In this example, the standard deviation in our rates are actually smallest at the extreme temperatures, counter to what we previously expected.

We will use the workflows outlined in the previous vignettes on fitting many models and fitting many curves to fit both weighted and standard non-linear least squares regression, and we will use the kamykowski_1985() in this example - purely because it has not been used in previous vignettes as of yet.

# fit kamykowski model using rTPC with and without weights
d_fits <- nest(d_ave, data = c(temp, ave_rate, sd)) %>%
  mutate(standard = map(data, ~nls_multstart(ave_rate~kamykowski_1985(temp = temp, tmin, tmax, a,b,c),
                        data = .x,
                        iter = c(4,4,4,4,4),
                        start_lower = get_start_vals(.x$temp, .x$ave_rate, model_name = 'kamykowski_1985') - 10,
                        start_upper = get_start_vals(.x$temp, .x$ave_rate, model_name = 'kamykowski_1985') + 10,
                        lower = get_lower_lims(.x$temp, .x$ave_rate, model_name = 'kamykowski_1985'),
                        upper = get_upper_lims(.x$temp, .x$ave_rate, model_name = 'kamykowski_1985'),
                        supp_errors = 'Y',
                        convergence_count = FALSE)),
         weighted = map(data, ~nls_multstart(ave_rate~kamykowski_1985(temp = temp, tmin, tmax, a,b,c),
                        data = .x,
                        iter = c(4,4,4,4,4),
                        start_lower = get_start_vals(.x$temp, .x$ave_rate, model_name = 'kamykowski_1985') - 10,
                        start_upper = get_start_vals(.x$temp, .x$ave_rate, model_name = 'kamykowski_1985') + 10,
                        lower = get_lower_lims(.x$temp, .x$ave_rate, model_name = 'kamykowski_1985'),
                        upper = get_upper_lims(.x$temp, .x$ave_rate, model_name = 'kamykowski_1985'),
                        supp_errors = 'Y',
                        convergence_count = FALSE,
                        # include weights here!
                        modelweights = 1/sd)))

d_fits
#> # A tibble: 1 × 4
#>   flux           data              standard weighted
#>   <chr>          <list>            <list>   <list>  
#> 1 photosynthesis <tibble [11 × 3]> <nls>    <nls>

We can then get the predictions and plot them as before.

# stack models
d_stack <- select(d_fits, -data) %>%
  pivot_longer(., names_to = 'model_name', values_to = 'fit', standard:weighted)

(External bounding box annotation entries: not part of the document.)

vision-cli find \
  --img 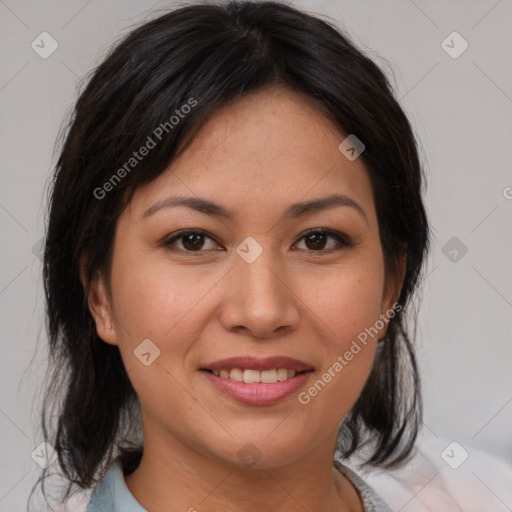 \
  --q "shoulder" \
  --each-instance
[334,459,393,512]
[86,462,146,512]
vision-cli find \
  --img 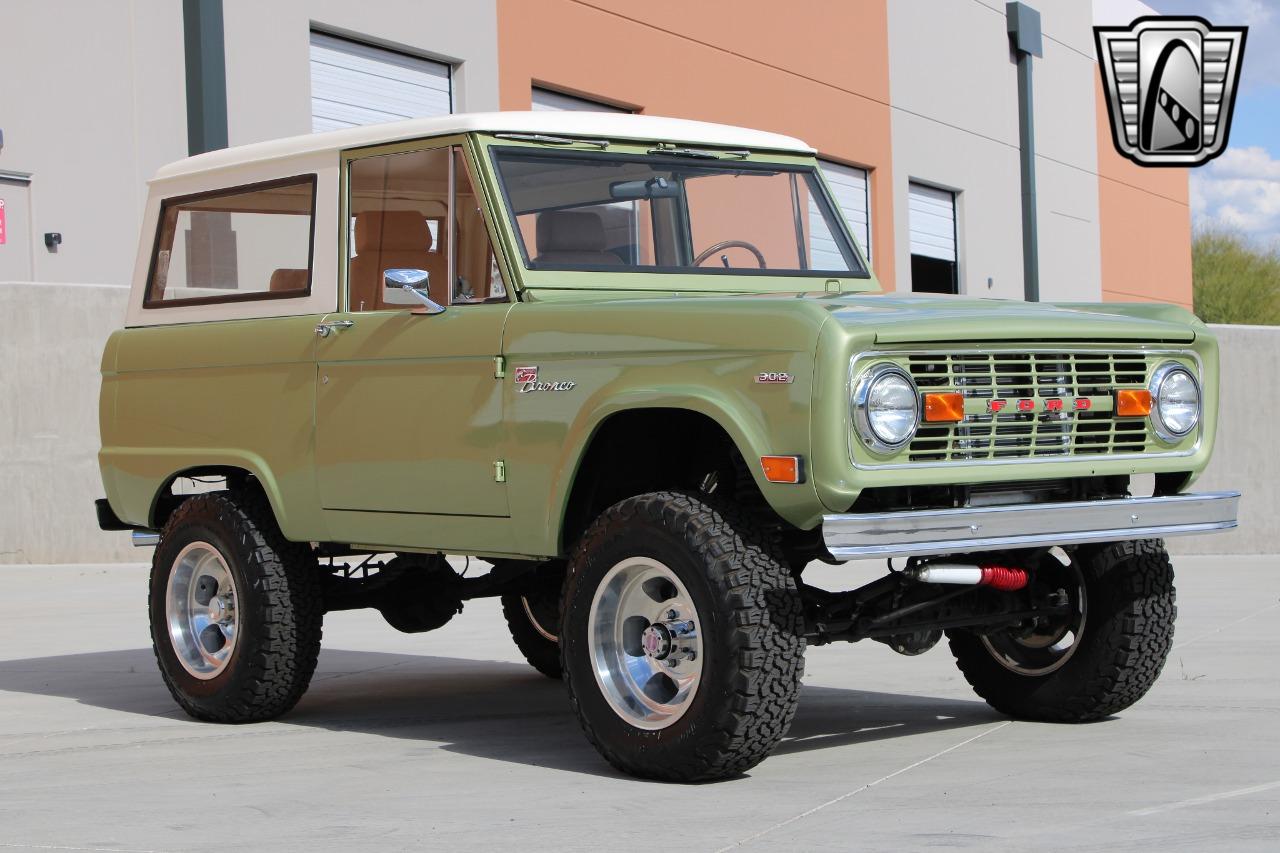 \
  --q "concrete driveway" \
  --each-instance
[0,557,1280,853]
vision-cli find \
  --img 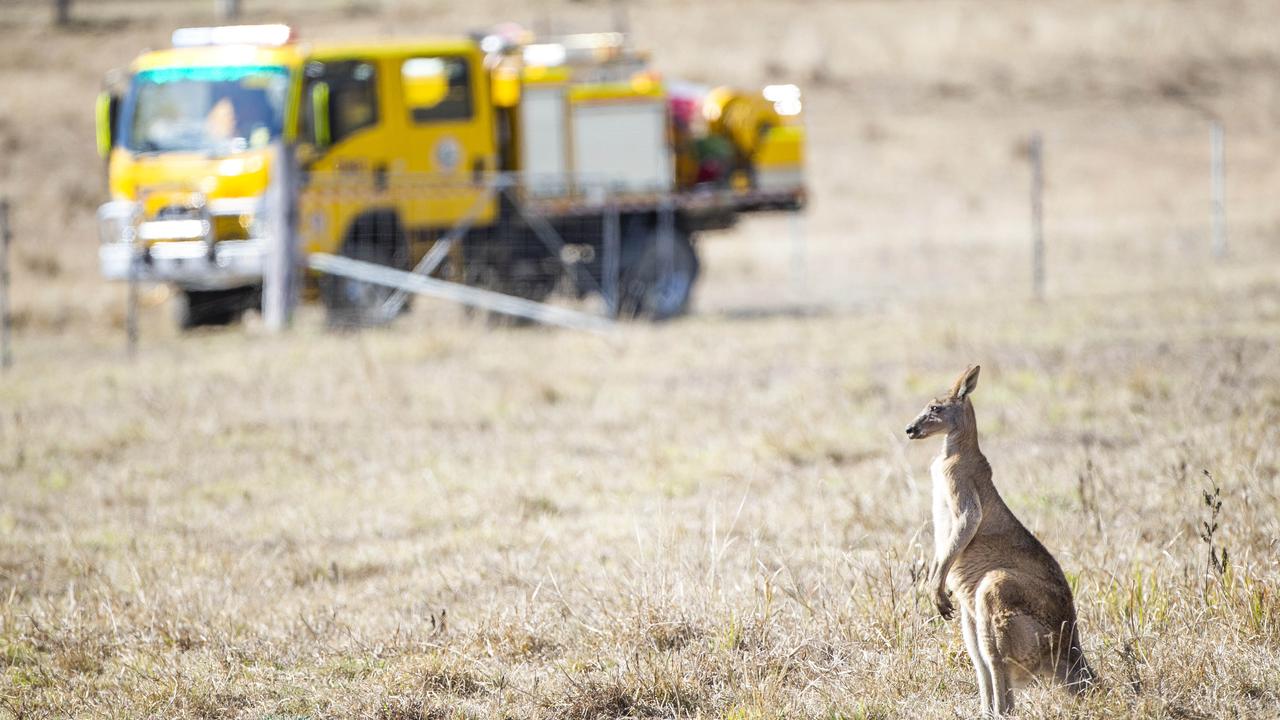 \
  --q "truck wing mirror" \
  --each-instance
[311,82,332,150]
[93,90,120,158]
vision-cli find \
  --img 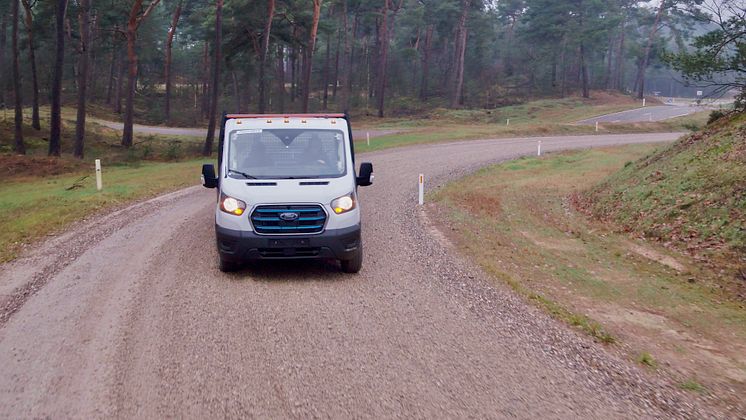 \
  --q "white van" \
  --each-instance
[202,114,373,273]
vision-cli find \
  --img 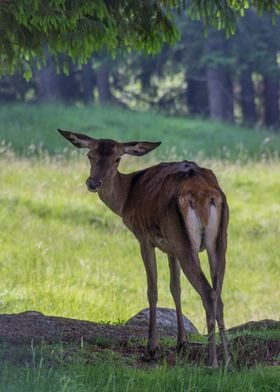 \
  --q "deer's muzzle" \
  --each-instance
[86,177,102,192]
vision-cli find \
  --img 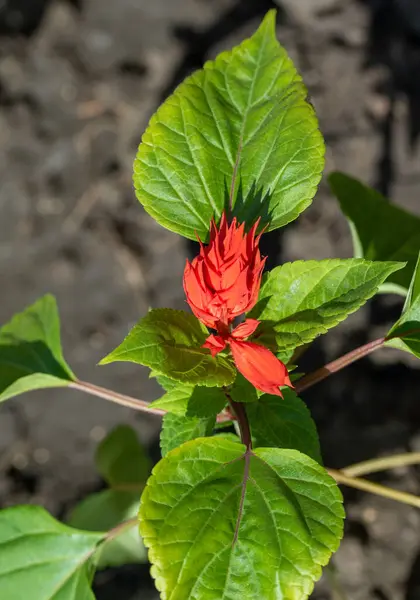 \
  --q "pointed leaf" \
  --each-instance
[246,388,322,464]
[0,506,103,600]
[100,308,235,386]
[385,253,420,358]
[329,173,420,293]
[160,413,216,456]
[68,489,147,569]
[140,436,344,600]
[134,11,324,240]
[69,425,151,569]
[229,373,261,402]
[95,425,152,489]
[249,259,404,351]
[0,296,75,402]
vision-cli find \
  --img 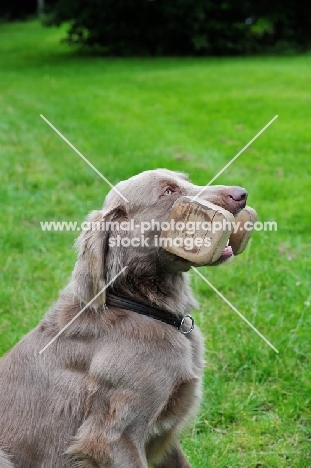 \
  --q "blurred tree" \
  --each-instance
[0,0,311,55]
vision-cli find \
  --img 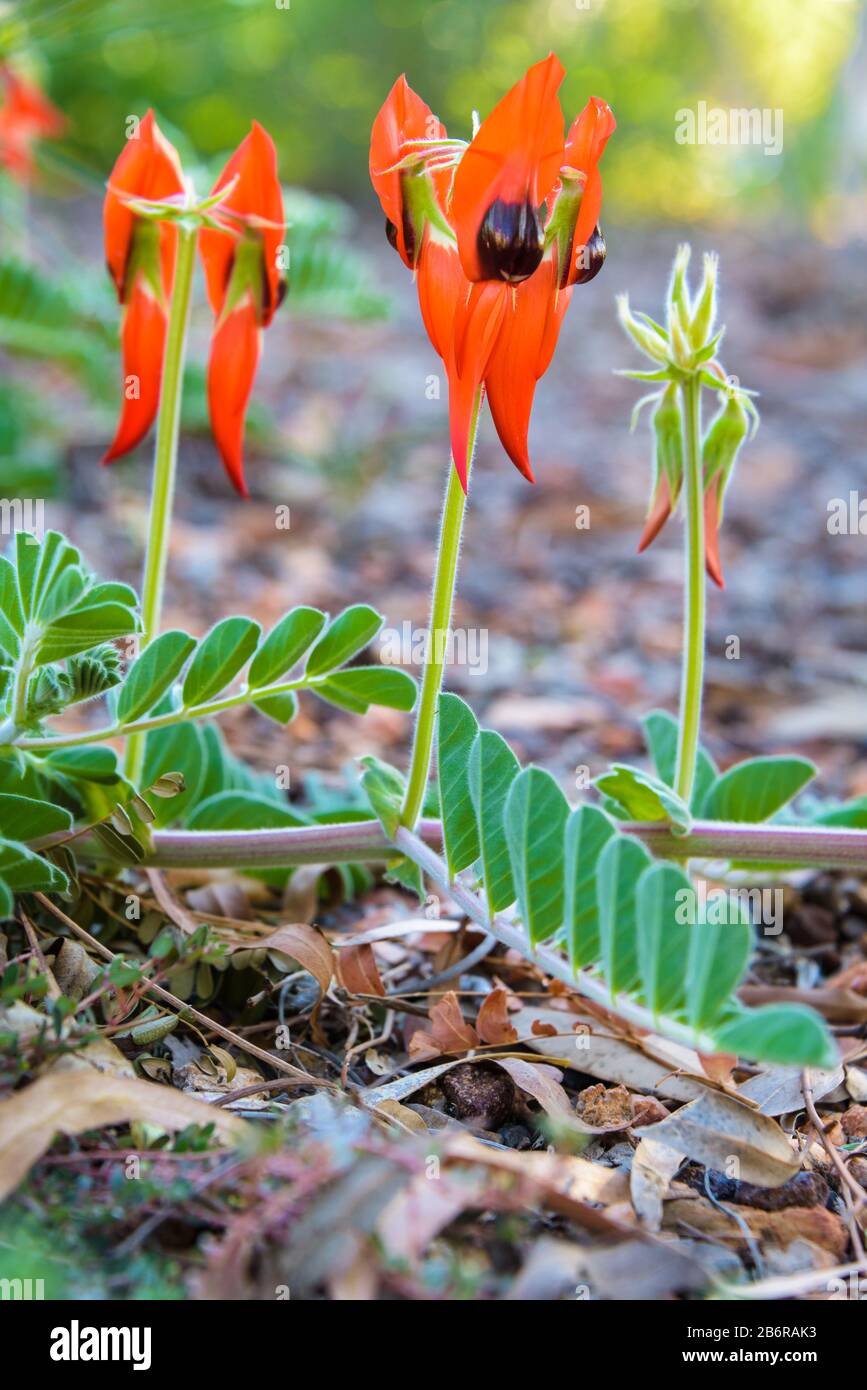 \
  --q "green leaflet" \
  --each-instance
[117,631,196,724]
[247,607,327,689]
[361,753,406,840]
[505,767,568,944]
[0,792,72,840]
[430,711,835,1066]
[0,840,69,892]
[702,758,816,824]
[686,894,753,1029]
[314,666,417,714]
[436,695,481,877]
[563,805,617,970]
[635,863,695,1015]
[714,1004,839,1068]
[306,603,385,676]
[593,763,689,833]
[596,835,650,999]
[467,728,521,915]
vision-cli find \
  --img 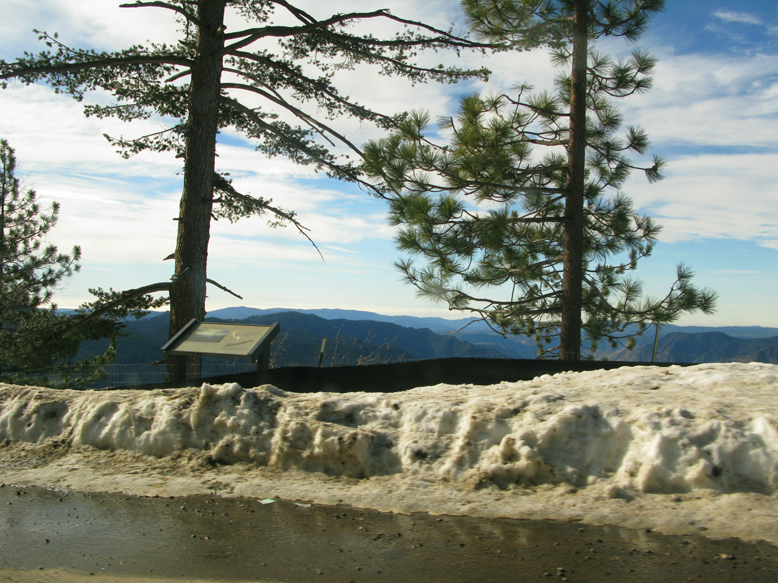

# get predictions using augment
newdata <- tibble(temp = seq(min(d_ave$temp), max(d_ave$temp), length.out = 100))
d_preds <- d_stack %>%
  mutate(., preds = map(fit, augment, newdata = newdata)) %>%
  select(-fit) %>%
  unnest(preds)

# take a random point from each model for labelling
d_labs <- filter(d_preds, temp < 30) %>%
  group_by(., model_name) %>%
  sample_n(., 1) %>%
  ungroup()

# get topt for each model
d_topt <- mutate(d_stack, topt = map_dbl(fit, get_topt), rmax = map_dbl(fit, get_rmax),
                 topt_text = paste(topt, 'ºC', sep = ' '))

# plot
ggplot(d_preds) +
  geom_line(aes(temp, .fitted, col = model_name)) +
  geom_label_repel(aes(temp, .fitted, label = model_name, col = model_name), fill = 'white', nudge_y = 0.8, segment.size = 0.2, segment.colour = 'grey50', d_labs) +
  geom_linerange(aes(x = temp, ymin = ave_rate - sd, ymax = ave_rate + sd), d_ave) +
  geom_point(aes(temp, ave_rate), d_ave, size = 2, shape = 21, fill = 'green4') +
  geom_label_repel(aes(topt, rmax, label = topt_text, col = model_name), fill = 'white', nudge_y = 0.8, segment.size = 0.2, segment.colour = 'grey50', d_topt) +
  geom_point(aes(topt, rmax, col = model_name), size = 4, d_topt) +
  theme_bw(base_size = 12) +
  theme(legend.position = 'none') +
  labs(x = 'Temperature (ºC)',
       y = 'Metabolic rate',
       title = 'Photosynthesis rates across temperatures') +
  geom_hline(aes(yintercept = 0), linetype = 2) +
  scale_color_brewer(type = 'qual', palette = 2) +
  ylim(c(0, 3))

Here, we can see that weighting the regression by the standard deviation of the average rate value at each temperature increases the optimum temperature by approximately 2 ºC. This is a big relative shift, and could have big consequences for any downstream analyses that might be applied. The model weighting approach can easily be combined with model selection/averaging.